STOCKS TO BUY: TheStreet Quant Ratings has identified a handful of stocks that can potentially TRIPLE in the next 12 months. Learn more.

Royal Dutch Shell

Dividend Yield: 4.90%

Royal Dutch Shell (NYSE: RDS.B) shares currently have a dividend yield of 4.90%.

Royal Dutch Shell plc operates as an independent oil and gas company worldwide. The company explores for and extracts crude oil, natural gas, and natural gas liquids. The company has a P/E ratio of 9.26.

The average volume for Royal Dutch Shell has been 1,105,600 shares per day over the past 30 days. Royal Dutch Shell has a market cap of $231.8 billion and is part of the energy industry. Shares are down 2.4% year-to-date as of the close of trading on Monday.

TheStreet Ratings rates Royal Dutch Shell as a buy. The company's strengths can be seen in multiple areas, such as its reasonable valuation levels, largely solid financial position with reasonable debt levels by most measures and increase in stock price during the past year. We feel these strengths outweigh the fact that the company has had sub par growth in net income.
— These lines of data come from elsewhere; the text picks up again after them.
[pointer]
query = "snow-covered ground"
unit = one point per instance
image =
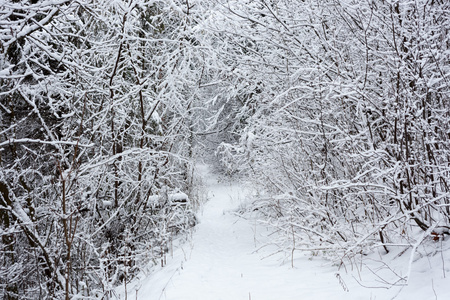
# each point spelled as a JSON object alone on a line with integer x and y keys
{"x": 221, "y": 262}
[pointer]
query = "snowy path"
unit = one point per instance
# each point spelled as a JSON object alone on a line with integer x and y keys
{"x": 221, "y": 263}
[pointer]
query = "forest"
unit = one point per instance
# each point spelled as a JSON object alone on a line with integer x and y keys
{"x": 338, "y": 112}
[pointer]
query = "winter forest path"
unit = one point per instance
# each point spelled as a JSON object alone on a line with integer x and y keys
{"x": 220, "y": 262}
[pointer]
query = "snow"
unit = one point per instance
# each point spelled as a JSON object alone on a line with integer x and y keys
{"x": 224, "y": 260}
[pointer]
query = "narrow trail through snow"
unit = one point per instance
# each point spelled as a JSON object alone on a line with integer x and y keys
{"x": 220, "y": 262}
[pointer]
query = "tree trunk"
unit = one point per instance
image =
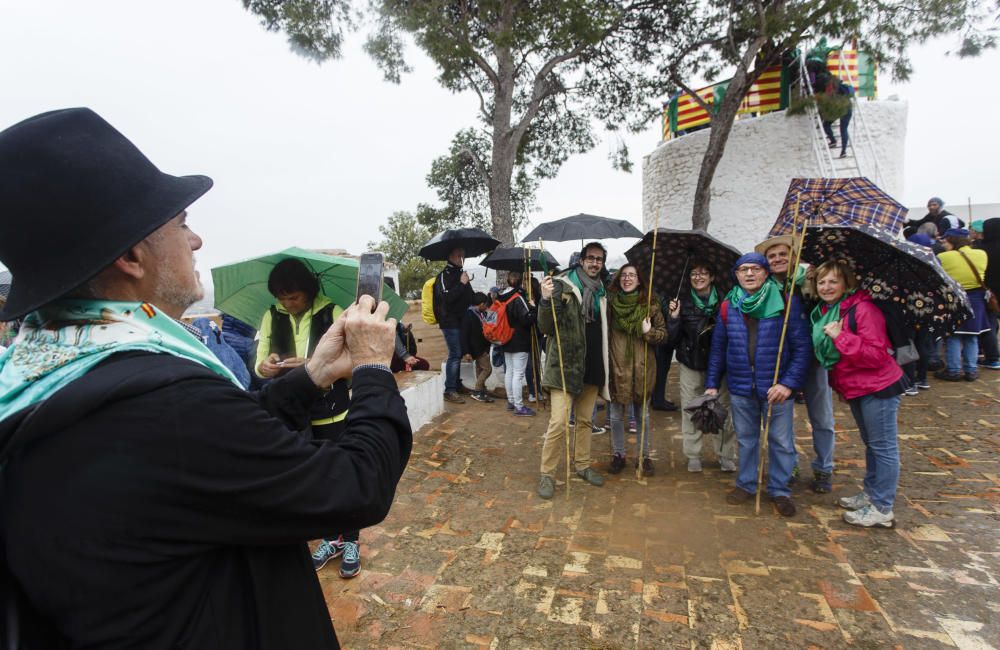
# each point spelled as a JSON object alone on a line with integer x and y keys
{"x": 722, "y": 126}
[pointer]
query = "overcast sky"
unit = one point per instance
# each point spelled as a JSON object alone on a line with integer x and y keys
{"x": 320, "y": 156}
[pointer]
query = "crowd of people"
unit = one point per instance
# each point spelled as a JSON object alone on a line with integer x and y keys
{"x": 599, "y": 334}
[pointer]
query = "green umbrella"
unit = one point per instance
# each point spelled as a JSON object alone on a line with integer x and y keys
{"x": 241, "y": 287}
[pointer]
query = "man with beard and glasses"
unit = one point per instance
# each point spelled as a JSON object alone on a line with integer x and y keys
{"x": 146, "y": 499}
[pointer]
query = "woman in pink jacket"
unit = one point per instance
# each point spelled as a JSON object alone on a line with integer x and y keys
{"x": 850, "y": 340}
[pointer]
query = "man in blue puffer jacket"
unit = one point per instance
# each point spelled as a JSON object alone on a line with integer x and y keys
{"x": 745, "y": 350}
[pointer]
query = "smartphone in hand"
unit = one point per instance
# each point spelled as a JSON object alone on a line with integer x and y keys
{"x": 370, "y": 271}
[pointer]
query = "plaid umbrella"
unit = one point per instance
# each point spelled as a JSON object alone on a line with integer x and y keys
{"x": 674, "y": 250}
{"x": 907, "y": 276}
{"x": 839, "y": 202}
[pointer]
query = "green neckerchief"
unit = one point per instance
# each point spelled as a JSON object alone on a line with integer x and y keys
{"x": 594, "y": 309}
{"x": 62, "y": 341}
{"x": 706, "y": 308}
{"x": 823, "y": 346}
{"x": 766, "y": 302}
{"x": 628, "y": 312}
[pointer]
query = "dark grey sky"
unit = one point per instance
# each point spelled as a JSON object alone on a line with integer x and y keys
{"x": 320, "y": 156}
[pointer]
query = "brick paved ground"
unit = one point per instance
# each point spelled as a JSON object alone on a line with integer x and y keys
{"x": 470, "y": 557}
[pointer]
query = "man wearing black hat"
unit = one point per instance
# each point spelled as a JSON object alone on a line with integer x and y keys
{"x": 146, "y": 501}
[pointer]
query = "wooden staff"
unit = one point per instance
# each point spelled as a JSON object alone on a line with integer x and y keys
{"x": 562, "y": 373}
{"x": 645, "y": 351}
{"x": 535, "y": 352}
{"x": 781, "y": 345}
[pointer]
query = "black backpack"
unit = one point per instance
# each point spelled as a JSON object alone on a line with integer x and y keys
{"x": 903, "y": 350}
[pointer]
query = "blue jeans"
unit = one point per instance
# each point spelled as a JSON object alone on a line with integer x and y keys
{"x": 513, "y": 376}
{"x": 616, "y": 416}
{"x": 819, "y": 405}
{"x": 748, "y": 417}
{"x": 876, "y": 418}
{"x": 961, "y": 352}
{"x": 453, "y": 366}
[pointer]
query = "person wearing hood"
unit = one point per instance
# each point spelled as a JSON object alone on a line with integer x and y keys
{"x": 968, "y": 267}
{"x": 937, "y": 215}
{"x": 693, "y": 317}
{"x": 816, "y": 391}
{"x": 517, "y": 351}
{"x": 475, "y": 347}
{"x": 146, "y": 499}
{"x": 576, "y": 362}
{"x": 745, "y": 350}
{"x": 990, "y": 244}
{"x": 634, "y": 325}
{"x": 849, "y": 338}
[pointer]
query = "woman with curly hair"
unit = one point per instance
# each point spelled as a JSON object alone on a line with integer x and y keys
{"x": 633, "y": 326}
{"x": 850, "y": 340}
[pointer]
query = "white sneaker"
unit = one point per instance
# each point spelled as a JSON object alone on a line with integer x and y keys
{"x": 870, "y": 516}
{"x": 857, "y": 502}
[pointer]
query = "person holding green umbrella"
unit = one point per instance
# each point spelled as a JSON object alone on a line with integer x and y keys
{"x": 289, "y": 331}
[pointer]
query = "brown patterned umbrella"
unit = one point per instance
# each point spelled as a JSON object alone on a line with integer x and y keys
{"x": 674, "y": 251}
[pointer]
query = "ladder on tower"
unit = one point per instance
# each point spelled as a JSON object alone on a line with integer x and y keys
{"x": 860, "y": 157}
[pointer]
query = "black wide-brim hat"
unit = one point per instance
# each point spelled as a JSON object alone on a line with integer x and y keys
{"x": 75, "y": 194}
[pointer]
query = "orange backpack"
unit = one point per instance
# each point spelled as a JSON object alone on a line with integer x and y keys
{"x": 496, "y": 326}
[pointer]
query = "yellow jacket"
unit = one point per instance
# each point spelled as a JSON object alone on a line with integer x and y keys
{"x": 955, "y": 266}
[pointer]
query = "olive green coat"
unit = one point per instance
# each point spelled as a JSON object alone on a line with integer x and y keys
{"x": 626, "y": 383}
{"x": 572, "y": 337}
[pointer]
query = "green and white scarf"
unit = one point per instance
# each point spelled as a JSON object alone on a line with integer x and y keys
{"x": 62, "y": 341}
{"x": 823, "y": 346}
{"x": 766, "y": 302}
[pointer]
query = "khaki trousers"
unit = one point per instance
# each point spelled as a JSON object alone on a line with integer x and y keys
{"x": 554, "y": 446}
{"x": 693, "y": 385}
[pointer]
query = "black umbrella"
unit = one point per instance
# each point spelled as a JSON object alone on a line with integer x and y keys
{"x": 674, "y": 251}
{"x": 516, "y": 258}
{"x": 473, "y": 240}
{"x": 583, "y": 226}
{"x": 906, "y": 276}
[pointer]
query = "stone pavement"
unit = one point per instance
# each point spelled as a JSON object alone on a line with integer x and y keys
{"x": 470, "y": 557}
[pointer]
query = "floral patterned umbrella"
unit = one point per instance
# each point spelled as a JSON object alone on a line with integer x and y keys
{"x": 674, "y": 251}
{"x": 839, "y": 202}
{"x": 908, "y": 276}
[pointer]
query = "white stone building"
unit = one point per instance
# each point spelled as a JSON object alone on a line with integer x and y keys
{"x": 762, "y": 156}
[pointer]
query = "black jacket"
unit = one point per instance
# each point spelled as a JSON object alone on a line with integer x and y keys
{"x": 454, "y": 297}
{"x": 521, "y": 318}
{"x": 691, "y": 334}
{"x": 474, "y": 343}
{"x": 153, "y": 504}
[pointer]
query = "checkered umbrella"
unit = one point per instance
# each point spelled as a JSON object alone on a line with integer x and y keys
{"x": 907, "y": 276}
{"x": 674, "y": 251}
{"x": 839, "y": 202}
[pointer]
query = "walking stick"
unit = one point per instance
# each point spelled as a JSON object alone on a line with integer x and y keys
{"x": 535, "y": 352}
{"x": 645, "y": 351}
{"x": 562, "y": 370}
{"x": 781, "y": 345}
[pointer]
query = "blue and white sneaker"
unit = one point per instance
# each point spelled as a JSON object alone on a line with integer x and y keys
{"x": 326, "y": 551}
{"x": 350, "y": 566}
{"x": 870, "y": 516}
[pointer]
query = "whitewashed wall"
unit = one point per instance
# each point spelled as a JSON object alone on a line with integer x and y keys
{"x": 761, "y": 158}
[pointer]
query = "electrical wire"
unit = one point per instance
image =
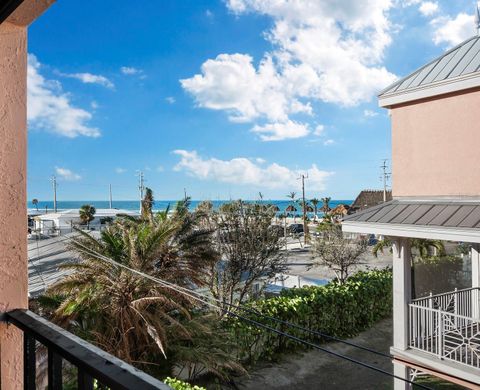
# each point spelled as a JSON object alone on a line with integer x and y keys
{"x": 256, "y": 323}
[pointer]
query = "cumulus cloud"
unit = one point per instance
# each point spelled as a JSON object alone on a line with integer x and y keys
{"x": 280, "y": 131}
{"x": 67, "y": 174}
{"x": 89, "y": 78}
{"x": 428, "y": 8}
{"x": 453, "y": 31}
{"x": 245, "y": 171}
{"x": 50, "y": 109}
{"x": 370, "y": 113}
{"x": 329, "y": 51}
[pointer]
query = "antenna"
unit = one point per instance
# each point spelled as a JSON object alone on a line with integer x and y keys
{"x": 385, "y": 176}
{"x": 477, "y": 18}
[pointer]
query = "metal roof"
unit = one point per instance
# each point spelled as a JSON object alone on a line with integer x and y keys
{"x": 462, "y": 60}
{"x": 462, "y": 214}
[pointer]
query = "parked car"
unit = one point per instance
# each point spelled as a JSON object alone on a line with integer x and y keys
{"x": 295, "y": 228}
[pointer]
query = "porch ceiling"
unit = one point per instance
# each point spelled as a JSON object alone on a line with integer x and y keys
{"x": 455, "y": 220}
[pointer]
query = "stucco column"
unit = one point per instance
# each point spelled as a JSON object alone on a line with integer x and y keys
{"x": 402, "y": 290}
{"x": 13, "y": 157}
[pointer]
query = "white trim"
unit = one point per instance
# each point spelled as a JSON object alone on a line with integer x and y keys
{"x": 413, "y": 231}
{"x": 459, "y": 83}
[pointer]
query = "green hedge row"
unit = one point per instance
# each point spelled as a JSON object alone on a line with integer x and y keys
{"x": 341, "y": 310}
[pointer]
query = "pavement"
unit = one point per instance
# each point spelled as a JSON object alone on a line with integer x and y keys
{"x": 315, "y": 369}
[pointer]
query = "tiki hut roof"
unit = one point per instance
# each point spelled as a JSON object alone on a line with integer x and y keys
{"x": 367, "y": 199}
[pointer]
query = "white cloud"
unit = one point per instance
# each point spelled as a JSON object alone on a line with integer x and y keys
{"x": 244, "y": 171}
{"x": 50, "y": 109}
{"x": 280, "y": 131}
{"x": 453, "y": 31}
{"x": 67, "y": 174}
{"x": 89, "y": 78}
{"x": 370, "y": 113}
{"x": 329, "y": 51}
{"x": 129, "y": 70}
{"x": 319, "y": 130}
{"x": 428, "y": 8}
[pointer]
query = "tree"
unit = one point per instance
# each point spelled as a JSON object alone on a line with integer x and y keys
{"x": 315, "y": 203}
{"x": 250, "y": 250}
{"x": 147, "y": 204}
{"x": 326, "y": 205}
{"x": 87, "y": 214}
{"x": 338, "y": 253}
{"x": 126, "y": 314}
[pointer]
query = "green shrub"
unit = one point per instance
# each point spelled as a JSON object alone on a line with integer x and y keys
{"x": 177, "y": 384}
{"x": 341, "y": 310}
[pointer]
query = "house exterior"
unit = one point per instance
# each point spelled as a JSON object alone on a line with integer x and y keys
{"x": 436, "y": 195}
{"x": 21, "y": 330}
{"x": 63, "y": 221}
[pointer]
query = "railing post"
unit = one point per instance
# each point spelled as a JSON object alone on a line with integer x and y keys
{"x": 54, "y": 371}
{"x": 29, "y": 362}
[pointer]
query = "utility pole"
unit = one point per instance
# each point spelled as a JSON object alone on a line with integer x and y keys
{"x": 141, "y": 187}
{"x": 110, "y": 193}
{"x": 385, "y": 176}
{"x": 305, "y": 225}
{"x": 54, "y": 185}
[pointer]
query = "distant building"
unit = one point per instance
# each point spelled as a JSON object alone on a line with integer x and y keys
{"x": 63, "y": 221}
{"x": 367, "y": 199}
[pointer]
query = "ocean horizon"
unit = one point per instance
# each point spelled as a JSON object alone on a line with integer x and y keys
{"x": 47, "y": 206}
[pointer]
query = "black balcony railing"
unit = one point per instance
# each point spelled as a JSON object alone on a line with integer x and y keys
{"x": 92, "y": 363}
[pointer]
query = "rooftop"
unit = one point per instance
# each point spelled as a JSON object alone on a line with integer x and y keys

Highlights from the ratings report include:
  • RDS.B's debt-to-equity ratio is very low at 0.25 and is currently below that of the industry average, implying that there has been very successful management of debt levels. Although the company had a strong debt-to-equity ratio, its quick ratio of 0.79 is somewhat weak and could be cause for future problems.
  • ROYAL DUTCH SHELL PLC has experienced a steep decline in earnings per share in the most recent quarter in comparison to its performance from the same quarter a year ago. The company has suffered a declining pattern of earnings per share over the past two years. However, we anticipate this trend to reverse over the coming year. During the past fiscal year, ROYAL DUTCH SHELL PLC reported lower earnings of $5.18 versus $8.52 in the prior year. This year, the market expects an improvement in earnings ($14.49 versus $5.18).
  • RDS.B, with its decline in revenue, slightly underperformed the industry average of 1.9%. Since the same quarter one year prior, revenues slightly dropped by 7.5%. Weakness in the company's revenue seems to have hurt the bottom line, decreasing earnings per share.
  • In its most recent trading session, RDS.B has closed at a price level that was not very different from its closing price of one year earlier. This is probably due to its weak earnings growth as well as other mixed factors. Turning our attention to the future direction of the stock, it goes without saying that even the best stocks can fall in an overall down market. However, in any other environment, this stock still has good upside potential despite the fact that it has already risen in the past year.